A minister has issued a fresh warning to workers that they cannot expect pay rises to keep up with the soaring cost of living.
His intervention came after the Bank of England stated inflation is set to hit 11 per cent in the autumn as it hiked interest rates to 1.25 per cent – the fifth successive rise.
Mr Clarke said it was essential to prevent expectations of wage rises matching increasing prices becoming “baked in”, driving inflationary pressures.
“There isn’t an automaticity between inflation and pay settlements and we need to be very careful to avoid fuelling an inflationary spiral in a way which actually is to everyone’s detriment if we allow it to run away from us,” he told the BBC.
“That is what the governments of the 1970s failed to address. If we end up in a world where we are saying all settlements try to match inflation or even exceed it then we are in a position where we are actually creating the conditions whereby those expectations become baked in, become self-fulfilling.
“That is the inflationary risk.”
On Thursday, Communities Secretary Michael Gove warned the economy faced a “painful” adjustment as the Government and the Bank try to “squeeze” inflation out of the system.
Mr Clarke made clear that public sector pay rises would need to be held in check and that ministers would be looking closely at the recommendations of the pay review bodies over the coming weeks.
“We are very far away from a world here of a public sector pay freeze. That is not what we are doing now,” he said.

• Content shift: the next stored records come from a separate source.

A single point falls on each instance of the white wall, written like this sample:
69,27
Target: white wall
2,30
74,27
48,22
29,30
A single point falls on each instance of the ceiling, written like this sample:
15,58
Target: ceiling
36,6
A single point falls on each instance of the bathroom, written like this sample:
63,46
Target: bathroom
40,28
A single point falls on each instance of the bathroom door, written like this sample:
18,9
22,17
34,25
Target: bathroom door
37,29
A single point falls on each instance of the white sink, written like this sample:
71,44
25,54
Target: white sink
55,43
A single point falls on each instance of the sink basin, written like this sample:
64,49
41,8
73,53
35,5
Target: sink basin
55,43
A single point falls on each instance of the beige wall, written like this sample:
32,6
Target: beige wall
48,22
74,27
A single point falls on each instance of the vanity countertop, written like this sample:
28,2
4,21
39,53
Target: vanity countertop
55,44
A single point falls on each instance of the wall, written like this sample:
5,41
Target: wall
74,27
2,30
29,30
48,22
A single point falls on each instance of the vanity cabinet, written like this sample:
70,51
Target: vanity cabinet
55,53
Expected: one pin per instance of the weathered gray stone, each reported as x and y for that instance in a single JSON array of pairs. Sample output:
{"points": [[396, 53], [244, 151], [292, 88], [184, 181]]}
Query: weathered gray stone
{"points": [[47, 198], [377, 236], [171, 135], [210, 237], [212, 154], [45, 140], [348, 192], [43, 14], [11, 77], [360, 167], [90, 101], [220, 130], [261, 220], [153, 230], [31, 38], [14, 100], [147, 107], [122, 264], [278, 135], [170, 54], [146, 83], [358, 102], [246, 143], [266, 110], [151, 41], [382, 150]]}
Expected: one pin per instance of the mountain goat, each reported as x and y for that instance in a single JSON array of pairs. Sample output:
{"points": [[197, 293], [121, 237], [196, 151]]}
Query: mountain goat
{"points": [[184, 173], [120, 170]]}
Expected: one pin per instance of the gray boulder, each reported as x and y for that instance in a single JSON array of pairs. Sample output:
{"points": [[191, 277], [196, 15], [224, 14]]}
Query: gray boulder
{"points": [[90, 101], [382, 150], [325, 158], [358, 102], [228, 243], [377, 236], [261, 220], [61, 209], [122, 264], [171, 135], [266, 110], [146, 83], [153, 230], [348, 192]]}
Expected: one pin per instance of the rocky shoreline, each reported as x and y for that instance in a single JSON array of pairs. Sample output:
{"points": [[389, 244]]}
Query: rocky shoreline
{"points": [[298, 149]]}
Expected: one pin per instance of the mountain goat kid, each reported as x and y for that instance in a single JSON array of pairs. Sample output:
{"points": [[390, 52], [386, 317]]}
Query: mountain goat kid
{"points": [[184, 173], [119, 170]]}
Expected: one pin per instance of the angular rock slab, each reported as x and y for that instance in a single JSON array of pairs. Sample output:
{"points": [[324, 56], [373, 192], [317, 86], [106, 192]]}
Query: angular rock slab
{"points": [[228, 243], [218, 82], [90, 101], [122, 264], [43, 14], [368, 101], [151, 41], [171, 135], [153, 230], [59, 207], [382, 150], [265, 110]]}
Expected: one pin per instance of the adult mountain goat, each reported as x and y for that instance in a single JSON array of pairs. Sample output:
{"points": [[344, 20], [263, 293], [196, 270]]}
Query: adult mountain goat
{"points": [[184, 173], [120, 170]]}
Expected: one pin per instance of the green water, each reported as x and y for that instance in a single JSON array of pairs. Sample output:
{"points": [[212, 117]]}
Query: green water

“We are looking very carefully at what the pay review bodies are sending through to us. The early signs are encouraging. There is sensible progress being made.
“We will have to wait for the full readout of those negotiations but when that concludes in a few weeks time I think a lot of workforces will see they are getting good pay offers and that is to be welcomed.”
His warning came as 40,000 rail workers were expected to bring much of the country to a halt with a series of one-day strikes in support of a wage increase to keep up with prices.